A Polícia Civil, por meio da 3ª e 5ª Delegacias de Homicídios e Proteção à Pessoa (DHPP) de Porto Alegre, deflagrou na manhã desta terça-feira (22) a Operação Espólio, em conjunto com a Brigada Militar. A ofensiva, planejada dentro das diretrizes do protocolo estadual de enfrentamento aos homicídios, teve como objetivo desarticular parte das estruturas de organizações criminosas atuantes no Rio Grande do Sul, com foco na Zona Norte da capital.
Ao todo, foram cumpridas 51 ordens judiciais — sendo 18 mandados de prisão preventiva e 33 de busca e apreensão — nas cidades de Porto Alegre, Canoas, Cachoeirinha e Osório. Até o momento, 17 pessoas foram presas.

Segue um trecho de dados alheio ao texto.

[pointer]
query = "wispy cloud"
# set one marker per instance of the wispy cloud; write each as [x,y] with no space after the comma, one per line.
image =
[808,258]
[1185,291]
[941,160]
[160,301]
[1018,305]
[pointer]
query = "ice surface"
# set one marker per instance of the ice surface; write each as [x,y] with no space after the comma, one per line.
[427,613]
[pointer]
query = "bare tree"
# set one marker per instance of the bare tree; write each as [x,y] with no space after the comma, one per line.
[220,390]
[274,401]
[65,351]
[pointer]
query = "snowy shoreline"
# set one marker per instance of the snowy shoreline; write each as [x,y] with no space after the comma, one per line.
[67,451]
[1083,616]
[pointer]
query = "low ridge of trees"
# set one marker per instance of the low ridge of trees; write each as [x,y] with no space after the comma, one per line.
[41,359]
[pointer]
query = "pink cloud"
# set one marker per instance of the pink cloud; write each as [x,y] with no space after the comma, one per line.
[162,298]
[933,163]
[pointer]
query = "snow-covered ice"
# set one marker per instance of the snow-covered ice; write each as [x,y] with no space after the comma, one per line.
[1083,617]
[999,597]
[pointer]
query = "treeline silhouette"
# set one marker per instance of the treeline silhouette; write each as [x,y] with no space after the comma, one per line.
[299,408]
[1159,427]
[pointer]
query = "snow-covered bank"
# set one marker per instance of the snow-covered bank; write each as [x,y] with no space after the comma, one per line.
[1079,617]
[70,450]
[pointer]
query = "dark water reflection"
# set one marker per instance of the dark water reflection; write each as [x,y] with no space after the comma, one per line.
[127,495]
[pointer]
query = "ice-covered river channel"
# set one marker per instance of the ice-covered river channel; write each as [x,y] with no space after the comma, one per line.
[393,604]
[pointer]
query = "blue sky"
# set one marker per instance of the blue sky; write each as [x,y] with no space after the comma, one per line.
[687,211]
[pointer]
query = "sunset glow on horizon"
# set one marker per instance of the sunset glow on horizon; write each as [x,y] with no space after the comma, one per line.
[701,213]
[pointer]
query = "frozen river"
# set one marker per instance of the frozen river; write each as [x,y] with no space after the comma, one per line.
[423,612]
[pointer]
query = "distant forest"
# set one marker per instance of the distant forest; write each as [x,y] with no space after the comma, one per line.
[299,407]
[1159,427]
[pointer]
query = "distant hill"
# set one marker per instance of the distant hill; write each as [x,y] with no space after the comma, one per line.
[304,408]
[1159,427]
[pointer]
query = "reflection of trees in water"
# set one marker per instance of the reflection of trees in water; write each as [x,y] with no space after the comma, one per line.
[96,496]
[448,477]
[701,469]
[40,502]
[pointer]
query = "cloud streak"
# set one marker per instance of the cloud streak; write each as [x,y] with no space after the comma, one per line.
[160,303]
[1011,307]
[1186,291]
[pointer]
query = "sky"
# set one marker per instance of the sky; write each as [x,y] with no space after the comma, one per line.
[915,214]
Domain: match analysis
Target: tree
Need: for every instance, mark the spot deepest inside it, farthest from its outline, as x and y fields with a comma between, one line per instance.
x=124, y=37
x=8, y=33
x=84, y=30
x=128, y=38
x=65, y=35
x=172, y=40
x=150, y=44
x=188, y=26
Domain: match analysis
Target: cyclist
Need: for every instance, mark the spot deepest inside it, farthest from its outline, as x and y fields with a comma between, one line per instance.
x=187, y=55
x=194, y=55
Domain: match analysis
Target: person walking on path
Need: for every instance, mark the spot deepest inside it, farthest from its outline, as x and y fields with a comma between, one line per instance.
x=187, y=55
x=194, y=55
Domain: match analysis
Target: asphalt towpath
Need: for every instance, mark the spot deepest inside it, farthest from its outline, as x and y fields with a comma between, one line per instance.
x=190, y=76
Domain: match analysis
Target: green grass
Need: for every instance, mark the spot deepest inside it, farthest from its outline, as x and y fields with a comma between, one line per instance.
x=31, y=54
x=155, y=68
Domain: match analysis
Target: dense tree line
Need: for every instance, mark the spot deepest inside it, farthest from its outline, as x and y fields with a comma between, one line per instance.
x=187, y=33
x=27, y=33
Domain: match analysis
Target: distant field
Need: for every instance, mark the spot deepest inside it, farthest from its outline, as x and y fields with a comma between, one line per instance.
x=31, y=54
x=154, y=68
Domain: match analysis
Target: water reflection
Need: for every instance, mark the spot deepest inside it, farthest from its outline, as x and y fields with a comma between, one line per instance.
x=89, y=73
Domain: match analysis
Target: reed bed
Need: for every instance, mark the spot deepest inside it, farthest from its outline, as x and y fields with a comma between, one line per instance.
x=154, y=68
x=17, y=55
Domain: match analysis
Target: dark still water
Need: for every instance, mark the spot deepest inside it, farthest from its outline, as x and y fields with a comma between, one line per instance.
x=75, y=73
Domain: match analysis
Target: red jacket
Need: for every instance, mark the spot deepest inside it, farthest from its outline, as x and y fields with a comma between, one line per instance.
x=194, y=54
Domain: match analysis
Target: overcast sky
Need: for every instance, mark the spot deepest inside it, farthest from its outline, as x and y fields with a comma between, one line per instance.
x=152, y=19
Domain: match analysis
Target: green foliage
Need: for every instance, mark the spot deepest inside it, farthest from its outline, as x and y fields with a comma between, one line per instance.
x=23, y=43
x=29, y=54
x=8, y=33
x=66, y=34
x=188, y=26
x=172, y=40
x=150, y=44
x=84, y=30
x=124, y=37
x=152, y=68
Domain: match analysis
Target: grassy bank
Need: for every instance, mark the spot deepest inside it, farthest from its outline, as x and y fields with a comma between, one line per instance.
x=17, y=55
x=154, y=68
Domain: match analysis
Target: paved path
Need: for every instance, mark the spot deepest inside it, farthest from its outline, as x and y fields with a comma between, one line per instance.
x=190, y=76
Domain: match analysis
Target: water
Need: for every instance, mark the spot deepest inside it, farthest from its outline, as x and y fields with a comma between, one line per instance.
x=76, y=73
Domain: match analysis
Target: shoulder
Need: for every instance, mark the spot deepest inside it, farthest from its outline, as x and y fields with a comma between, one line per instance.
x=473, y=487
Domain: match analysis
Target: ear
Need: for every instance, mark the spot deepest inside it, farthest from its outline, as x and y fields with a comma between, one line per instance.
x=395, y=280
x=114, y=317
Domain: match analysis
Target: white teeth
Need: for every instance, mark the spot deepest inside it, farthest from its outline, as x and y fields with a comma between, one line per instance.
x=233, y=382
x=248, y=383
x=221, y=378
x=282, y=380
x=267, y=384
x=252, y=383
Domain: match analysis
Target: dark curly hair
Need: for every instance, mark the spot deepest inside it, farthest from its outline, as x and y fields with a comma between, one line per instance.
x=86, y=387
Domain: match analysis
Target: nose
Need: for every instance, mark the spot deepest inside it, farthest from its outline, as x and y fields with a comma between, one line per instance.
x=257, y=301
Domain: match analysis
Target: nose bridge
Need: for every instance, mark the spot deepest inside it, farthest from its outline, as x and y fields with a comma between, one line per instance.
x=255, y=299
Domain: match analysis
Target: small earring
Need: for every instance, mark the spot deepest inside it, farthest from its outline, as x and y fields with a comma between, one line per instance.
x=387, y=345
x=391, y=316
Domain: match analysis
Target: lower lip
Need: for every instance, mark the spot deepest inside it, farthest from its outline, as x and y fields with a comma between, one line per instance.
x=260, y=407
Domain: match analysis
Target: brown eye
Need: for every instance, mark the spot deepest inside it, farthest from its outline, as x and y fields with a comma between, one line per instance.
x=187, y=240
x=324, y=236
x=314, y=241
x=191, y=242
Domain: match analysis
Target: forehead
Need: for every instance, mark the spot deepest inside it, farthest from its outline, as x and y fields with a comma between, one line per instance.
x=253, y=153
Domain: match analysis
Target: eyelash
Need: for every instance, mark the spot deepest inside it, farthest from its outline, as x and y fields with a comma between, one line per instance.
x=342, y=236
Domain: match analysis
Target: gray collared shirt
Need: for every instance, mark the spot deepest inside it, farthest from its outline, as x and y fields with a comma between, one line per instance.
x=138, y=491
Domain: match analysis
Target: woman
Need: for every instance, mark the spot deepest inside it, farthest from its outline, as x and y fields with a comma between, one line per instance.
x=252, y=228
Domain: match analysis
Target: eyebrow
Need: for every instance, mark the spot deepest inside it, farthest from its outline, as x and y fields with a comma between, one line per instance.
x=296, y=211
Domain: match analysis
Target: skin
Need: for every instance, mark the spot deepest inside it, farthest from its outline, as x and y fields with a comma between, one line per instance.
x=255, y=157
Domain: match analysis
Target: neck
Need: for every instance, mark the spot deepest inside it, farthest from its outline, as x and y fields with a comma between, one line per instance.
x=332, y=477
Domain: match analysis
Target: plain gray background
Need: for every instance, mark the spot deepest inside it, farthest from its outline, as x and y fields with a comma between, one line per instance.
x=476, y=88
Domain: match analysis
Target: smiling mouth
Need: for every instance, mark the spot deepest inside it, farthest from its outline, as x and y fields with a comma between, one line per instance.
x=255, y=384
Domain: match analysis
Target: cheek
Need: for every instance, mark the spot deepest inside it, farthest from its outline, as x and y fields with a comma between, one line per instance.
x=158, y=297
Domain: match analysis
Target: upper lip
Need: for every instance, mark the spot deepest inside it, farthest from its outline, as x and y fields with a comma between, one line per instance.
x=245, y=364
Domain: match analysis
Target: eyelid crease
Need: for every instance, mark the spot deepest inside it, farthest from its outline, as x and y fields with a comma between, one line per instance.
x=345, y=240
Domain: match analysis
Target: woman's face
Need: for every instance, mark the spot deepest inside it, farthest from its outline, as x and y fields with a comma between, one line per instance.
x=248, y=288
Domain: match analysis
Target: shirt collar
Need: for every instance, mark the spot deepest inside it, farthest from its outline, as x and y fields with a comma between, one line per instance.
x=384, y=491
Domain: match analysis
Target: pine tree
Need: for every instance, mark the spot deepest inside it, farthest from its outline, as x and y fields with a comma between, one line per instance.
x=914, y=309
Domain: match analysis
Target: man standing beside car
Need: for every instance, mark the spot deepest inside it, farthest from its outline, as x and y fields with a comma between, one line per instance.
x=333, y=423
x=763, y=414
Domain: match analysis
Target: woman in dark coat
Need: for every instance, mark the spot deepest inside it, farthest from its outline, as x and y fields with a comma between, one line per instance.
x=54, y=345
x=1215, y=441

Também foram apreendidos drogas, celulares e dinheiro.
Os alvos vão desde lideranças de facções até indivíduos envolvidos diretamente na execução de homicídios e no tráfico de drogas.
Segundo os delegados Thiago Zaidan e Daniel Queiroz, titulares da 3ª e 5ª DHPP, respectivamente, a investigação foi feita em conjunto pelas duas delegacias, já que os suspeitos atuavam em áreas como a Vila São Borja e o Passo das Pedras, abrangidas por ambas as unidades.
“As investigações, que duram pouco mais de um ano, responsabilizam os investigados pela prática de homicídios qualificados, tráfico de entorpecentes, além do delito de integração de organização criminosa, vez que parte da investigação tramita na Vara Estadual de Processo e Julgamento dos Crimes de Organização Criminosa”, detalhou a corporação.
Entre os crimes apurados, está um duplo homicídio consumado e uma dupla tentativa de homicídio, ocorrido em 24 de abril de 2024, na Rua Senhor do Bom Fim, bairro Sarandi, praticados por lideranças que foram alvo da operação de hoje.
O diretor do Departamento de Homicídios e Proteção à Pessoa, delegado Mario Souza, destacou a importância da ofensiva:
“A operação deflagrada na data de hoje segue o protocolo estadual de enfrentamento aos homicídios, vez que responsabiliza todos os integrantes da cadeia criminosa pela prática de delitos contra a vida. Esta é uma operação especial, com investigação complexa, realizada para responsabilizar líderes, intermediários e executores nas medidas de suas culpabilidades”, destacou Souza.